I lost the old cherry tree outside the front of my house. Months of brutal high winds and rain this awful winter took its toll, causing a split in the trunk and dropped branches. I will miss it this spring - the blossom was beautiful.

Blossom from the cherry tree from spring 2012


Silver lining in the black cloud

In between one storm and another, our local council sent some people to cut down the tree, chip the branches.and remove the logs. It was my day off work - Luck that I was here when they started the job!
I bribed the workmen with big mugs of builders tea and they were kind enough to dump the spoils outside the allotment garden gates.


Me and my mate Doug spent the rest of the day moving wheel barrows of chippings the 500 metres or so from the allotment garden gate to various places in our gardens. 26 loads later...... God my arms and back ached the next day.

My old wheelbarrow - Dave, on top of
a pile of wood chips

I have a love/hate relationship with my wheelbarrow. It's a very old, solid wheel type. Its made from spot welded galvanized steel sheets - indestructible (which is why I love it) and heavy as hell (which is why I hate it). It was left to me by the old guy who had my garden before me and is named Dave after him.

Using the wood chippings

I spread a good two inches of home made compost first, and then used some of my share of the chippings to cover my two raspberry patches and the soil at back of the pond with a good 2 inch (5cm) layer.
Wood chippings like this make a fantastic weed suppressing layer (Posh word is "Mulch").
Mulch works by stopping the light getting to weed seeds so they don't grow.
The chips will slowly rot away and leave behind a layer of light soil full of worms. Great stuff.
I expect this layer to last a year or so, depending on the weather.  

my two raspberry beds

I have two raspberry beds. 
  • The nearest one is autumn fruiting and the new canes will pop up some time in March. I cut the old canes down in early December after the last of the leaves had fallen
  • The furthest bed is summer fruiting and these canes came up in late summer after the old canes had finished fruiting.

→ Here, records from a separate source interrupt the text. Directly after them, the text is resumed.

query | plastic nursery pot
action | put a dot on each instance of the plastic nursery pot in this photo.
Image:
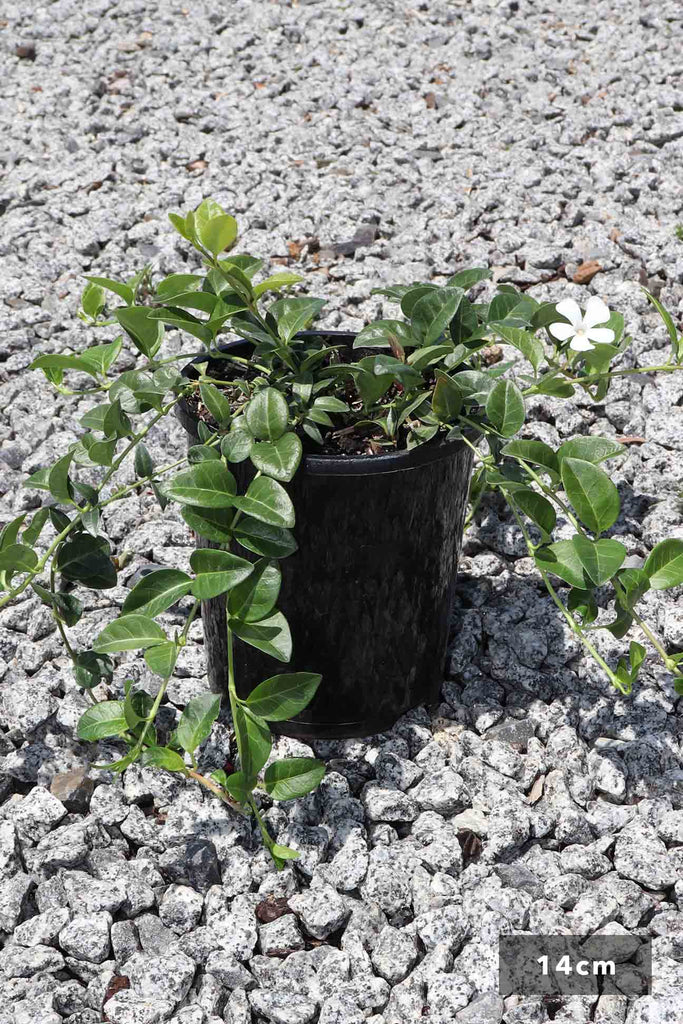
(369, 592)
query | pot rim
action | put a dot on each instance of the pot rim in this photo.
(340, 465)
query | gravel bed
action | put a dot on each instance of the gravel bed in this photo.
(364, 143)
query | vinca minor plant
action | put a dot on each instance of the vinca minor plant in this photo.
(423, 378)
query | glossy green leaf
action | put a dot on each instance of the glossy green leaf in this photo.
(283, 696)
(505, 408)
(601, 559)
(102, 720)
(162, 657)
(665, 564)
(132, 632)
(592, 493)
(156, 592)
(217, 403)
(267, 415)
(214, 524)
(146, 334)
(271, 635)
(266, 500)
(254, 741)
(446, 399)
(197, 720)
(217, 571)
(293, 777)
(90, 669)
(257, 595)
(590, 449)
(208, 484)
(294, 314)
(433, 311)
(279, 459)
(538, 508)
(271, 542)
(562, 559)
(85, 559)
(162, 757)
(537, 453)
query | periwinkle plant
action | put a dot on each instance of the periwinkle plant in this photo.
(417, 380)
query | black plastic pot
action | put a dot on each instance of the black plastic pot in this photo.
(369, 592)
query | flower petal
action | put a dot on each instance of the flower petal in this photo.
(562, 331)
(581, 344)
(596, 311)
(569, 308)
(600, 335)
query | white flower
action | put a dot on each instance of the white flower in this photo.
(584, 331)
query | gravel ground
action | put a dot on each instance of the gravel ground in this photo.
(531, 137)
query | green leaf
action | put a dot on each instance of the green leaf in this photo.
(601, 559)
(592, 493)
(67, 606)
(123, 291)
(208, 484)
(447, 398)
(162, 657)
(266, 500)
(218, 233)
(156, 592)
(538, 453)
(214, 524)
(85, 559)
(267, 415)
(197, 721)
(278, 459)
(665, 564)
(276, 283)
(674, 337)
(254, 741)
(217, 404)
(104, 719)
(283, 696)
(132, 632)
(17, 558)
(432, 313)
(217, 571)
(562, 559)
(293, 777)
(236, 446)
(468, 278)
(257, 595)
(294, 314)
(523, 341)
(385, 334)
(271, 542)
(146, 334)
(90, 669)
(505, 408)
(538, 508)
(590, 449)
(162, 757)
(116, 422)
(271, 635)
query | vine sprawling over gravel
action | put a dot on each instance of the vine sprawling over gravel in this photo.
(360, 143)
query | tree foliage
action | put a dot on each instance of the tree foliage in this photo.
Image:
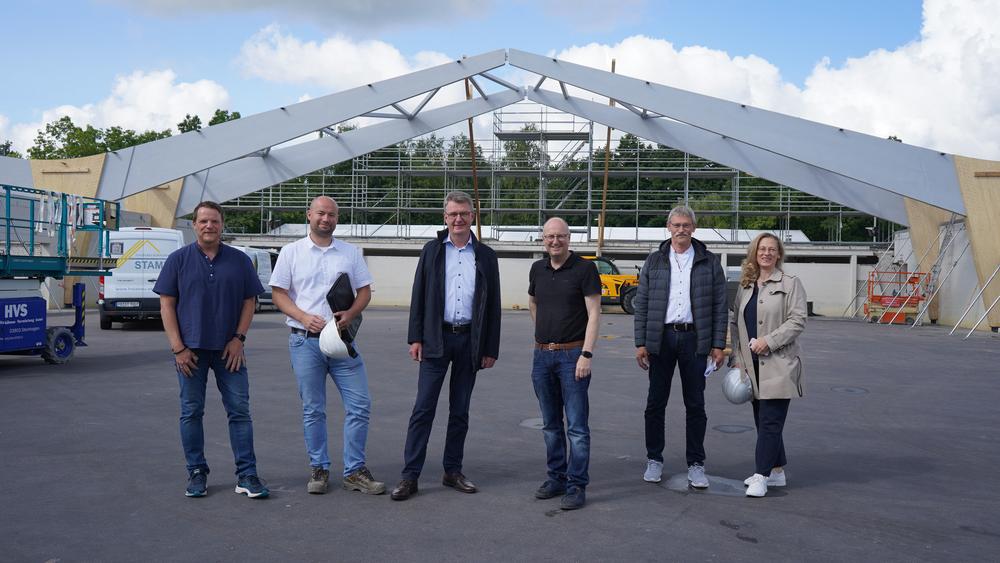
(64, 139)
(7, 149)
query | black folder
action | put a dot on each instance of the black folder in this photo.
(341, 298)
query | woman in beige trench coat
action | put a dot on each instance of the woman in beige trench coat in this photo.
(769, 313)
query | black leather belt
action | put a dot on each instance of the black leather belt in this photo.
(305, 333)
(456, 329)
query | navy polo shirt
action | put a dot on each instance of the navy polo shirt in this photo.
(560, 310)
(210, 293)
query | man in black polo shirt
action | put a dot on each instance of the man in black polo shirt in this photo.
(565, 301)
(207, 292)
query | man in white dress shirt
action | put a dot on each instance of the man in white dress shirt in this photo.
(680, 321)
(305, 271)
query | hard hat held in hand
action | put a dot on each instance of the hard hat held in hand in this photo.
(330, 342)
(736, 387)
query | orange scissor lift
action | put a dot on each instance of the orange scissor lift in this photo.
(895, 297)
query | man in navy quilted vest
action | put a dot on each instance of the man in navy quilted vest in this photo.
(680, 321)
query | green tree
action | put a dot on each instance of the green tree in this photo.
(7, 149)
(189, 123)
(64, 139)
(222, 116)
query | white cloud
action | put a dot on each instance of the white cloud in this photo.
(941, 91)
(336, 63)
(140, 101)
(339, 13)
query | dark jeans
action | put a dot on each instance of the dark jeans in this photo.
(553, 374)
(429, 383)
(769, 418)
(677, 349)
(234, 386)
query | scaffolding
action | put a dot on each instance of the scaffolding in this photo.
(540, 162)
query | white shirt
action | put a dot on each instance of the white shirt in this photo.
(459, 282)
(308, 271)
(679, 299)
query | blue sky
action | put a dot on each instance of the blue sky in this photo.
(69, 55)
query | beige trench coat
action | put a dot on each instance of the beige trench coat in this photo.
(781, 317)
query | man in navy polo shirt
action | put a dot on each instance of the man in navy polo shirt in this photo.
(564, 297)
(207, 292)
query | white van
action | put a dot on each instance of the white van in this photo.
(127, 294)
(262, 263)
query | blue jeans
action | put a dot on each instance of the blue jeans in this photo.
(677, 349)
(234, 386)
(311, 368)
(553, 374)
(429, 383)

I cut out the old canes in August so all the growth would go into the new canes.

Raspberries are woodland margin plants in the wild and they like light humus rich soil. (Humus is the posh word for rotted down plants)  I normally mulch them with a two inch (5cm) thick layer of leaves in early spring, These wood chips will do the job just as well.

Behind the pond

I'm not sure that mulching behind the pond was such a good idea. I covered over a whole load of bulbs that were just showing. They'll now have to fight through a thick layer of chipping which may hold back their growth or swamp them, some might be too small to push through - especially the small crocus and iris


chippings covering the bare soil behind
my new pond

Waste not want not

I'll use the unused chippings underneath my fruit bushes to do the same mulching job..... Just as soon as we get a break in the weather.

I have no idea what I am going to do with the logs, but there will be a home for them somewhere.They are such a fantastic colour and given a few months to start rotting into the soil, will become a great home for bugs to feed my birds.

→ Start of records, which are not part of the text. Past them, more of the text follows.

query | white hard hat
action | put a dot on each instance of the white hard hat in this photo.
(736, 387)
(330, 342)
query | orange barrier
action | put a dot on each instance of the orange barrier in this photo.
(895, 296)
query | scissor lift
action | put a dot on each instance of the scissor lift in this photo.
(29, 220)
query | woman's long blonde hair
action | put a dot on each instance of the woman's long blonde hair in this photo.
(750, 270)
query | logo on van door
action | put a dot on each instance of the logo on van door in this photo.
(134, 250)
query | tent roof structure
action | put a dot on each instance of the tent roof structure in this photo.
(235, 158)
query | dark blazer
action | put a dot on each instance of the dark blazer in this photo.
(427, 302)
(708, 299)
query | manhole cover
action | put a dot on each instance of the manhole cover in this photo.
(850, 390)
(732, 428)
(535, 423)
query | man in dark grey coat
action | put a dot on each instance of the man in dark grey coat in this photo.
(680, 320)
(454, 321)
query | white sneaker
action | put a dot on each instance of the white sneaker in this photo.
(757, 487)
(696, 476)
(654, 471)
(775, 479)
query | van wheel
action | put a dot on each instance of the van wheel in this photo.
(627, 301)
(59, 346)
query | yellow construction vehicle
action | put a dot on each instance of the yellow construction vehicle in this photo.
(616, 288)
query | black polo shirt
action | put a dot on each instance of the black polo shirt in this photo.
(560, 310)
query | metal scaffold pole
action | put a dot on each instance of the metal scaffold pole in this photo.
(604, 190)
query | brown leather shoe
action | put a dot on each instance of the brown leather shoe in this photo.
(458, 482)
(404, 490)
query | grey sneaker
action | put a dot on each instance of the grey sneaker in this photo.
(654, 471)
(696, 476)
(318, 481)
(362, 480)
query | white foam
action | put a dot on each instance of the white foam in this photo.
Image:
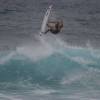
(6, 58)
(82, 60)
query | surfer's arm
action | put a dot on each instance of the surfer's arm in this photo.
(46, 31)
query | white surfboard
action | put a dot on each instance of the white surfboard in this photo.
(45, 20)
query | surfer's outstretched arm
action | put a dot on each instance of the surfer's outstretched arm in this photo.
(46, 31)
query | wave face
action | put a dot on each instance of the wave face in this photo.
(71, 67)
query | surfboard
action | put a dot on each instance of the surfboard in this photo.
(45, 20)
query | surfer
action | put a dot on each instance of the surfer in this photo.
(54, 26)
(50, 26)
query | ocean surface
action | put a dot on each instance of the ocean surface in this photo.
(65, 66)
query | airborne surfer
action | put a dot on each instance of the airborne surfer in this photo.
(50, 26)
(54, 26)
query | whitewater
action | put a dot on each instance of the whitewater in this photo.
(50, 70)
(65, 66)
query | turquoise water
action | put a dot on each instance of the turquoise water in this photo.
(72, 74)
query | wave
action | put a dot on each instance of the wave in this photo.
(51, 64)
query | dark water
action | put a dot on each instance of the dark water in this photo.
(61, 67)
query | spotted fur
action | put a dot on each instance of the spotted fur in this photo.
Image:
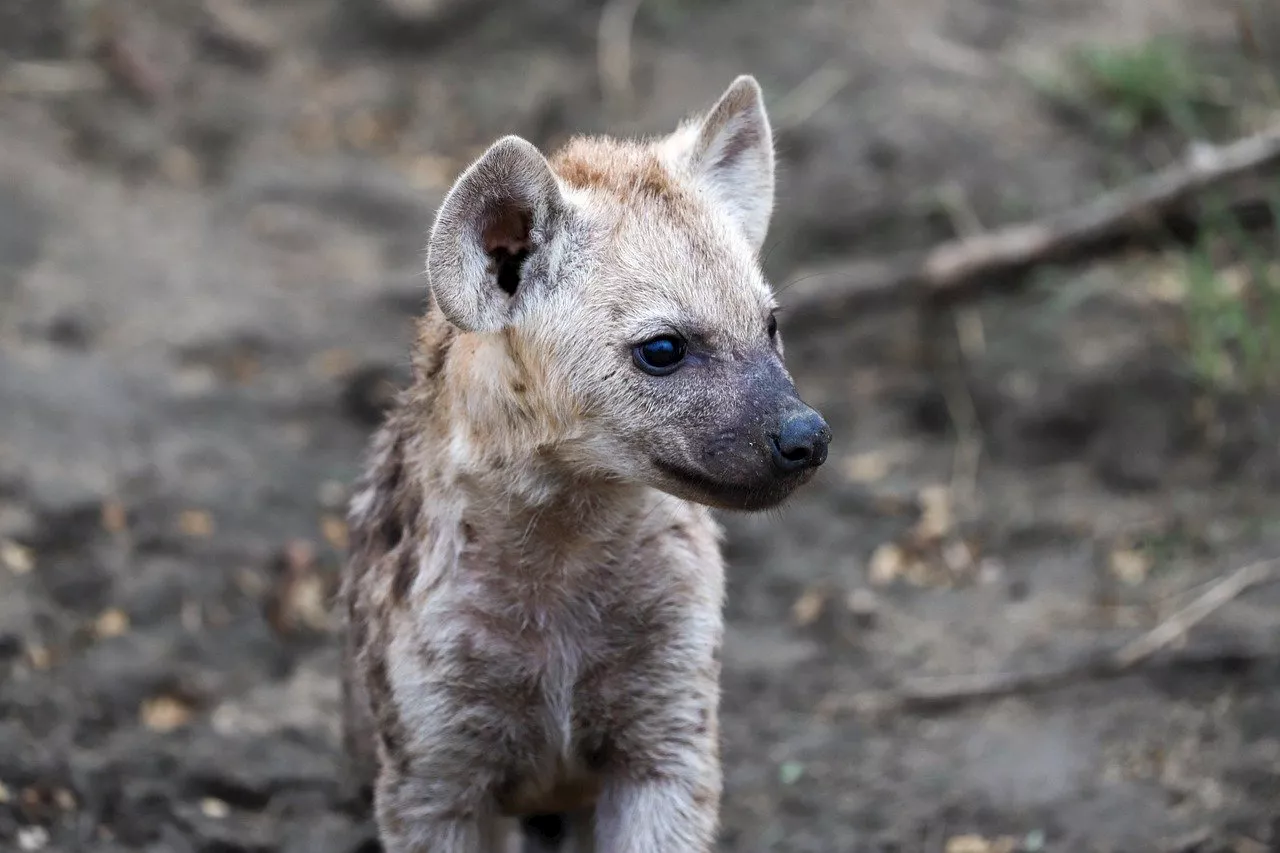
(535, 580)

Fantastic bright orange cherry wood logs 

Sunday, 16 February 2014

"If you can't go up, then go down" - the no dig pond.

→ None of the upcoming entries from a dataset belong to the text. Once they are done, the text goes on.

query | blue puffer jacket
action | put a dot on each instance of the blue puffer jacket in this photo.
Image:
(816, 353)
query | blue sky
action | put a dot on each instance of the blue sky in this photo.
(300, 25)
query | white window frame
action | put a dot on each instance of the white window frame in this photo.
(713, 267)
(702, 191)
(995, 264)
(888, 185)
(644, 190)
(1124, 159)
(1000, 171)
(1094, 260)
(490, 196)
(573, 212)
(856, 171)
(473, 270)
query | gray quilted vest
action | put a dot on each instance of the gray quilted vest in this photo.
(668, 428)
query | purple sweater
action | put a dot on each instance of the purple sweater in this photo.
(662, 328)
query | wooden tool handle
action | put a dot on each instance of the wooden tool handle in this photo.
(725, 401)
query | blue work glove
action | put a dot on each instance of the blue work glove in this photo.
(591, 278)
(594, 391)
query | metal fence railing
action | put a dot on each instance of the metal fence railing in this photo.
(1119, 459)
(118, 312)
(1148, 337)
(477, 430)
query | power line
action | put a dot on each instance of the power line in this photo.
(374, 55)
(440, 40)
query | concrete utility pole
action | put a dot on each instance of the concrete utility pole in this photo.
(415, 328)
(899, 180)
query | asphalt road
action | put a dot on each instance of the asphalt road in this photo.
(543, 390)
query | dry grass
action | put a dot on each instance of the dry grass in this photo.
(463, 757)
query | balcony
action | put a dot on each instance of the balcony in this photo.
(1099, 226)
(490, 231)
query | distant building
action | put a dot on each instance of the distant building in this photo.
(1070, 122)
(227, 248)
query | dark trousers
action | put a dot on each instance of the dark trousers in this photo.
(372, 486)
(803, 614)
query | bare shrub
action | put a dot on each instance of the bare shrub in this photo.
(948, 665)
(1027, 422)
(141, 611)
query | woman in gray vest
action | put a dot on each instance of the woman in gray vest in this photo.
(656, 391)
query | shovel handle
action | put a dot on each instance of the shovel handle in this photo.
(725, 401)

I always wanted a pond on my allotment garden. Trouble is I have a huge tree that takes up a lot of my space and the tree roots make it very difficult to dig a deep enough hole. So instead of going down I went up.

This pond took me almost three years to do. Finding enough soil to use to make a bank and enough bricks to make the wall took me ages. I finally managed to finish it with a lot of help from my friend Shanti in October 2013. Just in time to plant the bank with some spring bulbs.
The amazing winter rains have filled it, so all thats left to do is find some toad spawn this spring and cross my fingers...


my lovely finished pond

In the beginning

It all started with somewhere to put the sticks and wood, you know, all those branches that are too thick to put in the compost and too much bother to cut with a saw. I stacked them under my big tree on a slight bank, where it was too dark and dry to grow any food.

Feed the birds

As the pile grew I noticed that it became a haven for small birds, especially wrens, robins and sparrows. They feed off the small insects that live in the rotting wood. 
I deliberately collected wood for the hedge and over the last few years I've created a very substantial stick hedge. It's a natural bird feeder and windbreak for the cold east wind. It also blocks the view of some ugly buildings. 
You can see the hedge in the background of the following picture. 
I've pushed some very large branches through the hedge and its stable - still standing firm after all the wild windy weather this winter. 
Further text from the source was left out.